I’ve been reading the excellent book Switch: How to Change Things When Change is Hard by Chip and Dan Heath. It has a variety of strategies for creating change, mostly focusing on organizational and social change, but also with some focus on personal growth.
Their basic framework distinguishes change appeals to the “rider” (your audience’s logical, rational minds) and to the “elephant” (their subconscious emotional motivations). Both appeals are important, but traditionally we mostly focus on appeals to the rider. Failing to create a situation that allows the elephant to easily make the change, they suggest, is a major reason why many change efforts don’t work.
I was especially struck by a passage I just read about the “growth mindset” and the “fixed mindset”, concepts coined by psychologist Carol Dweck. The fixed mindset is pervasive and sees us as pretty much static in our abilities and traits. Think of the formulation, “he’s just slow” or “she’s a natural athlete.” The growth mindset instead views abilities as resulting from practice; you can get better at things if you work at them.
I’m particularly interested in the application of this distinction to the idea of failure. In the fixed mindset, failure is to be avoided, because other people will see your inadequacies and see that you’re loser. In the growth mindset, failure is an essential part of learning and improvement.
There are lots of great tidbits in this section (in the whole book, really) but there’s one that really resonates with me as a visual person and graph enthusiast. They refer to IDEO, a leading design firm, and the “project mood chart” that one of its designers sketched out:
[It] predicts how people will feel at different phases of a project.
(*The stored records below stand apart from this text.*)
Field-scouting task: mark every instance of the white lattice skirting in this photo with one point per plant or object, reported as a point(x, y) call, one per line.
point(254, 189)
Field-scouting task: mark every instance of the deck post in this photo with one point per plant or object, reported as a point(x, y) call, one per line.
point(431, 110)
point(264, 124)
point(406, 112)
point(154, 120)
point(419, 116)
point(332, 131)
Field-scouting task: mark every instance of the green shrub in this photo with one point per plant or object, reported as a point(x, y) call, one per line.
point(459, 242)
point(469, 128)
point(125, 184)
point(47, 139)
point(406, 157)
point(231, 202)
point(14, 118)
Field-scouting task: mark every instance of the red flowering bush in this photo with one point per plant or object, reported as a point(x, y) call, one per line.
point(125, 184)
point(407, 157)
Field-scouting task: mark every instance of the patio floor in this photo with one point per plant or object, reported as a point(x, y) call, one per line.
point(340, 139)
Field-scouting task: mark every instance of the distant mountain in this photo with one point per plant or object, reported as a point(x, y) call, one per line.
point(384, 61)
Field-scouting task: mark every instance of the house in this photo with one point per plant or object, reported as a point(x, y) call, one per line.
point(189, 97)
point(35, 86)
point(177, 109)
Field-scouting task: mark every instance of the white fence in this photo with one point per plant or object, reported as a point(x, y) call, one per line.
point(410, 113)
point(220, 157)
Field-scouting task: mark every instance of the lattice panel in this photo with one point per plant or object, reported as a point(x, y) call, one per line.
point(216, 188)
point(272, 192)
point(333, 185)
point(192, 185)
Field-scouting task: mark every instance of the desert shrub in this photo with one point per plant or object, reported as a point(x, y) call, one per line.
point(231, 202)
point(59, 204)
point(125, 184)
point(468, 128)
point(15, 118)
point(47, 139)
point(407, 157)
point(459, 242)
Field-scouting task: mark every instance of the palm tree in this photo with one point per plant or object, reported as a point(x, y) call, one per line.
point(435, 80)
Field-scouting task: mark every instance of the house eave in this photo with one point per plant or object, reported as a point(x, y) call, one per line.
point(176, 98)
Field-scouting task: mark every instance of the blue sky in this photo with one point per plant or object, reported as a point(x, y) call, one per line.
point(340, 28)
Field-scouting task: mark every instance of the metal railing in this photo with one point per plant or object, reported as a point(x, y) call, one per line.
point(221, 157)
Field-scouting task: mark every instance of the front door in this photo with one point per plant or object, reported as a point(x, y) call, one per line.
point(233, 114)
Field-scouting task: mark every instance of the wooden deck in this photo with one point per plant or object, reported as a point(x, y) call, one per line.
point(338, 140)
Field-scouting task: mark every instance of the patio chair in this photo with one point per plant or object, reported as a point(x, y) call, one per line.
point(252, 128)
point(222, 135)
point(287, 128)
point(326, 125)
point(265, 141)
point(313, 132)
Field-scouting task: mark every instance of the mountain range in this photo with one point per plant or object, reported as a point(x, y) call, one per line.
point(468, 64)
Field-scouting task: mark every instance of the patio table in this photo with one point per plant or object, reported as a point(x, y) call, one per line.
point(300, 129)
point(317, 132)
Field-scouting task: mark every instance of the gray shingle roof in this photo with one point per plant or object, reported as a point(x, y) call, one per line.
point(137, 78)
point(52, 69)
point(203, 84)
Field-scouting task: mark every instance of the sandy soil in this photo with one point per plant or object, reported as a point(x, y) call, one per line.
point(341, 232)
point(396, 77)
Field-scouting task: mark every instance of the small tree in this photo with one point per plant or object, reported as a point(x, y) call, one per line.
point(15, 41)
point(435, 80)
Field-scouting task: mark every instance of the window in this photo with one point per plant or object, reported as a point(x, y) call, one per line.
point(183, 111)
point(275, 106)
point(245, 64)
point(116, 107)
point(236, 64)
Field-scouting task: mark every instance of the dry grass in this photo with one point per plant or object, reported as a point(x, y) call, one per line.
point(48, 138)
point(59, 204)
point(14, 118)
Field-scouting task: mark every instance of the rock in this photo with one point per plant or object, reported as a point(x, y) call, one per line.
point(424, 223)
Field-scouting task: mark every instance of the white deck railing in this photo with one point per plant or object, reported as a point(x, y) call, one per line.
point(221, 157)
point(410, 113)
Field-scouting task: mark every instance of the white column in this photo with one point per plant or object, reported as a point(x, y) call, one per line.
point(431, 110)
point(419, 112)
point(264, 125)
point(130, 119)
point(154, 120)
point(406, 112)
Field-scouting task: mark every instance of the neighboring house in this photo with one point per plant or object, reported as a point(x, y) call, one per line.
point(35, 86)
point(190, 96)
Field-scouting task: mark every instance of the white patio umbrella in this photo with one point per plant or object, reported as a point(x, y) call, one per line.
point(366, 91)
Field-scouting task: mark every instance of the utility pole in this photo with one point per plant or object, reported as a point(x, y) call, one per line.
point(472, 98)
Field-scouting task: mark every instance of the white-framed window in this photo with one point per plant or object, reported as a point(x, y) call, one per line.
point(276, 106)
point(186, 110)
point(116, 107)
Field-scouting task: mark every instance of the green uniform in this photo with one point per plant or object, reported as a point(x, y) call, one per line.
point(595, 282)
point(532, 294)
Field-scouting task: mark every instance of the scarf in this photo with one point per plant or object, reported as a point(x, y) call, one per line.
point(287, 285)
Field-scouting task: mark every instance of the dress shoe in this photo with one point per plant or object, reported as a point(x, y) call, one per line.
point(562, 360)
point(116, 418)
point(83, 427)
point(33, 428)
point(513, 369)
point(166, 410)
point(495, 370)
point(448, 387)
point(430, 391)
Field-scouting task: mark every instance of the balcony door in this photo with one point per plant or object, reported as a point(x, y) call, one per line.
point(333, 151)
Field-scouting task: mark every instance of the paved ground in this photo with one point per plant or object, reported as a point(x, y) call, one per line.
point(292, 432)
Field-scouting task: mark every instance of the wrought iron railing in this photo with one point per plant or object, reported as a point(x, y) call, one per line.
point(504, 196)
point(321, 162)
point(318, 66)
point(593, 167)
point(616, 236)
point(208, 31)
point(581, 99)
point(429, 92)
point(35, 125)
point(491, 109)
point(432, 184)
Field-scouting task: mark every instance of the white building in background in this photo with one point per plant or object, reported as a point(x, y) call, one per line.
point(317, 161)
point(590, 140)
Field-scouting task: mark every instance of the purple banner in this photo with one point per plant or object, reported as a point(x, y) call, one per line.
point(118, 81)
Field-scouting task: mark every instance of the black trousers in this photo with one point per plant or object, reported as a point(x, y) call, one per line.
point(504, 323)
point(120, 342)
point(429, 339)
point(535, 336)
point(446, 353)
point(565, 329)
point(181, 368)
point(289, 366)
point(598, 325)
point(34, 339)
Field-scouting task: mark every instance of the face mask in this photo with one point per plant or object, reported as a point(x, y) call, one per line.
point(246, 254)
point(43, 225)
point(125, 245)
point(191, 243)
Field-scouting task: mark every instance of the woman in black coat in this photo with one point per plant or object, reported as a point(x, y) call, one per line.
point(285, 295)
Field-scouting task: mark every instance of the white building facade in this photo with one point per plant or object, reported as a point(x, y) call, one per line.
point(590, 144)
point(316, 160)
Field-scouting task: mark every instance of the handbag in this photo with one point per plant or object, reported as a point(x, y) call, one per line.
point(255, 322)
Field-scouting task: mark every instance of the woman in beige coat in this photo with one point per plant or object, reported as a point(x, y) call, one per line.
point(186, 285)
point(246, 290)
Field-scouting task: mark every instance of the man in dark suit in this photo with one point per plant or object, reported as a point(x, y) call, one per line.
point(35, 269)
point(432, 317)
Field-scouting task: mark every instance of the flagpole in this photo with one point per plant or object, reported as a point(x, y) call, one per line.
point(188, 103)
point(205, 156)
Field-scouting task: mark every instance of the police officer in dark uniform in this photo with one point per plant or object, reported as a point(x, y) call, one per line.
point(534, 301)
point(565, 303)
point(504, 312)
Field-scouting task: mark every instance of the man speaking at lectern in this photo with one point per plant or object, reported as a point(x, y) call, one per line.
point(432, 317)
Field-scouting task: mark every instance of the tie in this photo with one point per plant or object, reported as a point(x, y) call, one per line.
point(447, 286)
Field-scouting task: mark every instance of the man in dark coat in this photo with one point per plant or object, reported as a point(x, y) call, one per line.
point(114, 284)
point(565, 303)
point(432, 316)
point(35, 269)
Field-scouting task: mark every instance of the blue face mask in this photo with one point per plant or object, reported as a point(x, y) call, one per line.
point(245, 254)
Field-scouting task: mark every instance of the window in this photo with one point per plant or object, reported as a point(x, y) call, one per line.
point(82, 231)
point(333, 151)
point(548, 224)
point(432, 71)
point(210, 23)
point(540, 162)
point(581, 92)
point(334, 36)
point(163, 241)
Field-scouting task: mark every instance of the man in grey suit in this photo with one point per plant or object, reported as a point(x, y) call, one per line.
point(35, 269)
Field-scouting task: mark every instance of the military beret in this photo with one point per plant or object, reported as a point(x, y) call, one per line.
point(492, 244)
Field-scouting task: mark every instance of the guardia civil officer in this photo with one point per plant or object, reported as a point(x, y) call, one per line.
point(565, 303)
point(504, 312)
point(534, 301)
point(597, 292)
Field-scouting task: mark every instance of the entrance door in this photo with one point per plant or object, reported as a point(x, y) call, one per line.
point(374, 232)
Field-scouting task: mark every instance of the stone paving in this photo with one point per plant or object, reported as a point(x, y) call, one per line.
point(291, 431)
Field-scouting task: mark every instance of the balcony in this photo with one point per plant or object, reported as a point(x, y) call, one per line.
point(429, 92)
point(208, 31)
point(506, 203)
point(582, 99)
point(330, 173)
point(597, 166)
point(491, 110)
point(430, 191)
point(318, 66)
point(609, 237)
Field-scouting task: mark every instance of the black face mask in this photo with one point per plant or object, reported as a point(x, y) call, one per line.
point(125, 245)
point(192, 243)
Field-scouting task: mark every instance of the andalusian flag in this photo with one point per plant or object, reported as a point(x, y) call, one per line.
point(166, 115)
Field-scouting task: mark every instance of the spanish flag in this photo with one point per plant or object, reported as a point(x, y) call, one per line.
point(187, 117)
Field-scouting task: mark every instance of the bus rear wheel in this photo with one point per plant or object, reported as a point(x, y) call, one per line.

It’s a U-shaped curve with a peak of positive emotion, labeled “hope,” at the beginning, and a second peak of positive emotion, labeled “confidence,” at the end. In between the two peaks is a negative emotional valley labeled “insight.”
I love this idea, and I bet it can be applied to any challenging endeavor, big or small. Look at setbacks as the time when insight happens, and maybe they’ll feel less devastating.
I’m going to try thinking about things this way. Feel free to join me!